This means that the keto diet can be useful for both controlling your weight and managing pre-diabetes. Because the diet helps to control the amount of glucose in your blood, some doctors recommend it as a treatment for obesity, and as a way of managing pre-diabetes and type 2 diabetes.
Keeping this in consideration, what is the danger of a keto diet?
Keto diet risks
Top of the list: it’s high in saturated fat. McManus recommends that you keep saturated fats to no more than 7% of your daily calories because of the link to heart disease. And indeed, the keto diet is associated with an increase in “bad” LDL cholesterol, which is also linked to heart disease.
Regarding this, is keto diet losing popularity?
Global popularity and distribution
In 2020, “keto” was the most Googled food-related topic in the world with 25.4 million searches. Keto has overtaken previously popular diets such as the Atkins Diet and intermittent fasting.
What do cardiologists think of the keto diet?

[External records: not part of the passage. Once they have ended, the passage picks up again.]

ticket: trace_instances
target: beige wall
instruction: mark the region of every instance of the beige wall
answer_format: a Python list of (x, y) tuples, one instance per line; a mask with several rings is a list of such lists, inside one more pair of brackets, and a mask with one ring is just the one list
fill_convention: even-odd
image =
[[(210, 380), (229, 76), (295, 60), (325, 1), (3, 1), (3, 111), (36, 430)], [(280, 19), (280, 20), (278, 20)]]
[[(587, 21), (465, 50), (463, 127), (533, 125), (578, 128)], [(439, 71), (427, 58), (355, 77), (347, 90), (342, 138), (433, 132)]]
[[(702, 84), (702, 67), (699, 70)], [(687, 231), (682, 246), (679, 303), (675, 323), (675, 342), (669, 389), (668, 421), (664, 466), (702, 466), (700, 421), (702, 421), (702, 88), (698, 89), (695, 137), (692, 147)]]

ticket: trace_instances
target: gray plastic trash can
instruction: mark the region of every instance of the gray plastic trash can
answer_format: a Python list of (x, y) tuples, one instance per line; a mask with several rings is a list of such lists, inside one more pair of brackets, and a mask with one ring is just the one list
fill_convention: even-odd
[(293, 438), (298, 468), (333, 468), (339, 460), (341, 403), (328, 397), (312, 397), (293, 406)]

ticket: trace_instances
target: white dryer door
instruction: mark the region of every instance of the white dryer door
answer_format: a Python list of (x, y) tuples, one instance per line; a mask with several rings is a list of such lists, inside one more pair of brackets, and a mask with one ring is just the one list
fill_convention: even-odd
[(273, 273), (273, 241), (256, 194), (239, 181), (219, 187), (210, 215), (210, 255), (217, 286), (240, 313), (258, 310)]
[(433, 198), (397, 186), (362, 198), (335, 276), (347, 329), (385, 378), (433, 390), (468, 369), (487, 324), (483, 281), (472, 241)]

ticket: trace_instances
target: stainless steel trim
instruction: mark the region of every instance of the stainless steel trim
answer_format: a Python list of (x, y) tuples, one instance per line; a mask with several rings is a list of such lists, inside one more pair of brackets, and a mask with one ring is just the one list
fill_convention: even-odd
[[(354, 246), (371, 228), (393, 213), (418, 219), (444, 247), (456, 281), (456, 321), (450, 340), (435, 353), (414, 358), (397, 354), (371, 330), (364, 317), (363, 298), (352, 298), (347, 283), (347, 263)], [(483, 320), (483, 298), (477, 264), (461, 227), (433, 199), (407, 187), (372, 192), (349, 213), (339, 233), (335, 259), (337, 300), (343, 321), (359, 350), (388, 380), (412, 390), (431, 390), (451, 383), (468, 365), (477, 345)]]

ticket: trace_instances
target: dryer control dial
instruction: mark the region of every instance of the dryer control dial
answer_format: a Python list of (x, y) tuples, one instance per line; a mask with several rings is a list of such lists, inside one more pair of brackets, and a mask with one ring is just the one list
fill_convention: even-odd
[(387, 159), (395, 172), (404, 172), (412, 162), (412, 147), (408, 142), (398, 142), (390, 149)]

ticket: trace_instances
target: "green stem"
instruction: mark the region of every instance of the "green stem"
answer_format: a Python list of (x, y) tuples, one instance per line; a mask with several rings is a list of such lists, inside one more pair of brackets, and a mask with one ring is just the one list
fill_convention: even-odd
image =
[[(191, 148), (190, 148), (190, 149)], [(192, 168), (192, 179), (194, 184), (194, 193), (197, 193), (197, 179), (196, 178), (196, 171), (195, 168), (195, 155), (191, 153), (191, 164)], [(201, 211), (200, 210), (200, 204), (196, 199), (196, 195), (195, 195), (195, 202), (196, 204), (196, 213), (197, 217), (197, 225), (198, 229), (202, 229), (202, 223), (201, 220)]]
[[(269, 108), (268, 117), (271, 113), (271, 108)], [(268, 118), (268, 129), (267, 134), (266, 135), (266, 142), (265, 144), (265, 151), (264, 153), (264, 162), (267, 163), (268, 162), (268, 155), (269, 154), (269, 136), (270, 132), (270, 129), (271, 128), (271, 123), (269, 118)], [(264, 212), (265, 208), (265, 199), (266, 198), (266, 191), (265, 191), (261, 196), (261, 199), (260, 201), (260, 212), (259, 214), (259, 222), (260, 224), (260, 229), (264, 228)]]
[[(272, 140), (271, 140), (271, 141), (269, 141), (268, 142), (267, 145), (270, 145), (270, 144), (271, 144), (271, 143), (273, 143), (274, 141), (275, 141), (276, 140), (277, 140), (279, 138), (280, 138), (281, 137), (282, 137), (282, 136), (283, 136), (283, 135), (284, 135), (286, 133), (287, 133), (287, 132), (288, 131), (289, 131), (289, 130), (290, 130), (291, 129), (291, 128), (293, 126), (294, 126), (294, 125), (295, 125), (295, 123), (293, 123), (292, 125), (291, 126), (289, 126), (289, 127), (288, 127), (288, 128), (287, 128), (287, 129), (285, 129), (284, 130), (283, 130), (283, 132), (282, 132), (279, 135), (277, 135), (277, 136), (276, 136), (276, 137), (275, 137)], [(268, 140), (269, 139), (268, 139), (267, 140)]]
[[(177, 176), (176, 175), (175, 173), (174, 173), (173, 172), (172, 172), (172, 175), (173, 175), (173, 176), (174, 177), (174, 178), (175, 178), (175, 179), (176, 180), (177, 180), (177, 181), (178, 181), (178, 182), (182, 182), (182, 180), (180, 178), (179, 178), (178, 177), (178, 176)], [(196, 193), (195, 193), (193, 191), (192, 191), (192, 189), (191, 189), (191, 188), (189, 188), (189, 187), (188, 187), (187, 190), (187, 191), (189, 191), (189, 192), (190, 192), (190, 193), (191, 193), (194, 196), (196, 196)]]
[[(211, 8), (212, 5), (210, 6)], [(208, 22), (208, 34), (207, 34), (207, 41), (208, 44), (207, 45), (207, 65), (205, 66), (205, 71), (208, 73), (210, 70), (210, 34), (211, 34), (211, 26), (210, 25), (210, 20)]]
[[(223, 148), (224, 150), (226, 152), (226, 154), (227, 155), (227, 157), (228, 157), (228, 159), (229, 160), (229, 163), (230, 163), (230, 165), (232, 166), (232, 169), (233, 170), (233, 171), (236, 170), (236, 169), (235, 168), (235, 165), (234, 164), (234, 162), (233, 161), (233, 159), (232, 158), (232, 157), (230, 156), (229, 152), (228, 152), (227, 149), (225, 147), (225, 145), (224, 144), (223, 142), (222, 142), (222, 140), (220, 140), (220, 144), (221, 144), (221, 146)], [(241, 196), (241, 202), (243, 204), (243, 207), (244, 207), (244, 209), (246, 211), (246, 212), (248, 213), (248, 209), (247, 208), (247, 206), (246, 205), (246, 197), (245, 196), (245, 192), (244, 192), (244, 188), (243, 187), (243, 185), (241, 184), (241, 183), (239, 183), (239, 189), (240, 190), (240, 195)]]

“As a cardiologist, I believe the keto diet is a mistake,” he said. “The keto diet, I believe, is based on misinformation.” According to Ostfeld, individuals following the keto diet miss out on eating whole grains, fruits, beans and other foods associated with significant health benefits.
Considering these risks, people who have kidney damage, individuals at risk for heart disease, pregnant or nursing women, people with type 1 diabetes, pre-existing liver or pancreatic condition and anyone who has undergone gallbladder removal shouldn’t attempt the Keto diet.
Ketosis Isn’t Forever.
Then you’ll want to take an occasional ketosis holiday, adding a serving of unprocessed, whole grains to allow your body to chance to work less hard. Staying in ketosis long-term—without breaks— can cause muscle aches, nausea, and fatigue.
The ketogenic diet is a high-fat, moderate-protein, low-carbohydrate diet that can induce weight loss and improvement in glycemic control, but poses a risk of inducing hyperlipidemia, elevation of liver enzymes and onset of fatty liver disease.
High in fat and protein and low in carbohydrates, ketogenic diets have the potential to exacerbate metabolic acidosis. Higher-protein ketogenic (keto) diets may hasten kidney failure and cause other medical problems in patients with kidney disease, according to the most comprehensive review yet of these diets.
Cardiologists have warned against versions of keto that are heavy with saturated fats like red meat, butter, and bacon, all of which are linked to higher risk of heart disease. Cutting carbs also restricts healthy, nutrient-dense foods, including fruits, starchy vegetables, whole grains, and legumes.
The high fat nature of the keto diet is very controversial. A considerable body of research has shown that diets high in saturated fat may increase the risk for heart disease and other chronic health problems.
However, there are various reasons why some people may fail to see the results they desire. Eating too many calories, lack of activity, chronic stress, underlying medical issues and not following the recommended macronutrient ranges can all negatively impact weight loss.